SAN FRANCISCO — A Bay Area scandal involving several police departments shows why criminalization of sex workers encourages abuse and corruption, according to the ESPLER Project.
Maxine Doogan, who leads the group known officially as the Erotic Service Providers Legal Education and Research Project, said that Oakland, Calif., is now on its third police chief in two weeks after an investigation has uncovered that police officers had sex with an underage sex worker in exchange for her not getting arrested. Supervisors looked the other way, reports reveal.
And now the investigation has widened to include three officers in Richmond, four Alameda County sheriff's deputies and a federal officer, Doogan said.
“This is just the tip of the iceberg,” Doogan said. “Anti-prostitution laws corrupt police. Sex workers will tell you this is going on in police departments across the country. We have long called for laws making it illegal for cops to have sexual contact with us under any conditions, but especially as a means to gather evidence of prostitution.
“When police are allowed to act in this duplicitous manner, all public safety has been compromised.”
“It is especially ironic that this happened in Alameda County,” said Norma Jean Almodovar of ISWFACE, known formally as the International Sex Worker Foundation for Art, Culture and Education. “They claim to be leaders in fighting human trafficking. Usually that translates into harassing and arresting sex workers.
“But when they did stumble across an underage sex worker seeking help escaping a pimp, the police officer didn’t write her up as a trafficking victim or help her obtain social services, and didn’t charge the pimp,” Almodovar said.
“Instead, he slept with her and passed her on to his pals on the force. Unfortunately, this is not uncommon within law enforcement agencies around the world. Recently, two — now retired — police officers were charged with running prostitution rings. They did so because they believed other cops would protect them.”
Police abuses are an inevitable consequence of the criminalization of sex work. And one of the compelling reasons to decriminalize sex work is to remove this corrupting influence on law enforcement, Doogan said.
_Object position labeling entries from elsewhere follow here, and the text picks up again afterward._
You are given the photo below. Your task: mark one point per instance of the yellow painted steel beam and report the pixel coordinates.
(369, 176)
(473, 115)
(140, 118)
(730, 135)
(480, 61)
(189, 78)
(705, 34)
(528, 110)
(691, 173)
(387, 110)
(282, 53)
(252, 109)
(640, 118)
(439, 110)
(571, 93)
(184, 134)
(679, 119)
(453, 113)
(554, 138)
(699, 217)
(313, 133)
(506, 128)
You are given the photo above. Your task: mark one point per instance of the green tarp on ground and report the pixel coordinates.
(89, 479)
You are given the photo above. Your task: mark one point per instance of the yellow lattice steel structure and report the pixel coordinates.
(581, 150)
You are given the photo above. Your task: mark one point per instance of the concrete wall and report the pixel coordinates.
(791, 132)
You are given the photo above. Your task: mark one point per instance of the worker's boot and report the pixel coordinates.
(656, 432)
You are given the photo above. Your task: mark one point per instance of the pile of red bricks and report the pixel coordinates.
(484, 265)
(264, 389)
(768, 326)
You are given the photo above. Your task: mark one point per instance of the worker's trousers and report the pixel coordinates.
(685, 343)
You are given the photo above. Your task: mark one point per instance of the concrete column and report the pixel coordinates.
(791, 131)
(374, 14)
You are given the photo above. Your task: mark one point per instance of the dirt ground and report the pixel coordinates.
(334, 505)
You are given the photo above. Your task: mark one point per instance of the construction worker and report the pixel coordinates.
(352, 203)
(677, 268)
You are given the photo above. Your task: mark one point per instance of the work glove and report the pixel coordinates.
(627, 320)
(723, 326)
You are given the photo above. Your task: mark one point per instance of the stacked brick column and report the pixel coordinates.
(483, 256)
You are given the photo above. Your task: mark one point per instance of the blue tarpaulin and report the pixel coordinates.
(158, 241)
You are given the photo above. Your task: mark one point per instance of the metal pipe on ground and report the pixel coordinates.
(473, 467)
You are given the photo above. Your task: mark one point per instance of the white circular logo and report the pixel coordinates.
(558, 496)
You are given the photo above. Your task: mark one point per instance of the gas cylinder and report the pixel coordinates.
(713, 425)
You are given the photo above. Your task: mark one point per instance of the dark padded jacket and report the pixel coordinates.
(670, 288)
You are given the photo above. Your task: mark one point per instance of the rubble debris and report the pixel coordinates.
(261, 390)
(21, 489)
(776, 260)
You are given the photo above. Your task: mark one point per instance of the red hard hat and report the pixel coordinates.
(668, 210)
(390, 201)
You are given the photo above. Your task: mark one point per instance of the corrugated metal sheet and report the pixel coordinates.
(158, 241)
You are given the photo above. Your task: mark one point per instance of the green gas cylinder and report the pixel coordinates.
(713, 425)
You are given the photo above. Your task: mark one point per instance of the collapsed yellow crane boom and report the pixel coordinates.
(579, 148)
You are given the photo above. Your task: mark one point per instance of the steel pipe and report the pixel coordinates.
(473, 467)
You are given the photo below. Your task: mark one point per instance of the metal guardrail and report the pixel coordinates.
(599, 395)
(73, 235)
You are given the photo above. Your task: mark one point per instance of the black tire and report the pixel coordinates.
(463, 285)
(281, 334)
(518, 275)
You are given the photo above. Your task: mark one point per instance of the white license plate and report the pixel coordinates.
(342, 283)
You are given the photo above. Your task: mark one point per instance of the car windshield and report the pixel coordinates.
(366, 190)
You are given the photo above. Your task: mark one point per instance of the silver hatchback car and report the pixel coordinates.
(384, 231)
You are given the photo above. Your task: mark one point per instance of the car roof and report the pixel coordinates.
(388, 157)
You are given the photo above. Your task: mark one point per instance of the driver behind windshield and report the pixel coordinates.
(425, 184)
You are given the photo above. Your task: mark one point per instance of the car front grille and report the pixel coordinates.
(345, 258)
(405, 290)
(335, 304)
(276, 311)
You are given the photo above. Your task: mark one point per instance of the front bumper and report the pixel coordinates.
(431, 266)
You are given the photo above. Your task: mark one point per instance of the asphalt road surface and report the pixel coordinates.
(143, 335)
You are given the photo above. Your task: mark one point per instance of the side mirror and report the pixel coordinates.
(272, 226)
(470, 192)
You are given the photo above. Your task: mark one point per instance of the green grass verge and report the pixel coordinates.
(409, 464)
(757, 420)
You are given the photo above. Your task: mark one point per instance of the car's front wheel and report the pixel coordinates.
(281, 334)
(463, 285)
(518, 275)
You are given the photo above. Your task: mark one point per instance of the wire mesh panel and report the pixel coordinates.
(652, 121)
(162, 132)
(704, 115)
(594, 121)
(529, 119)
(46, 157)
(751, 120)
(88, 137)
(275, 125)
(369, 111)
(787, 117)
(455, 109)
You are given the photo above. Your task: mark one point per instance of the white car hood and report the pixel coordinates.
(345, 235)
The ESPLER Project has long called for the decriminalization of sex work in the U.S.
In March 2015, it filed a groundbreaking court case ESPLERP v. Gascon arguing that California’s anti-prostitution statute, Penal Code 647(b), is unconstitutional. The case is largely based on Lawrence v. Texas, the 2003 Supreme Court landmark decision that held that intimate consensual sexual conduct between adults was constitutionally protected.
ESPLER Project in May filed a notice of appeal to the 9th U.S. Court of Appeals after the case was tossed. Doogan, however, is optimistic her group will come out on top.
“We are confident the merits of our case will finally be recognized and we will be granted our basic human rights,” she said.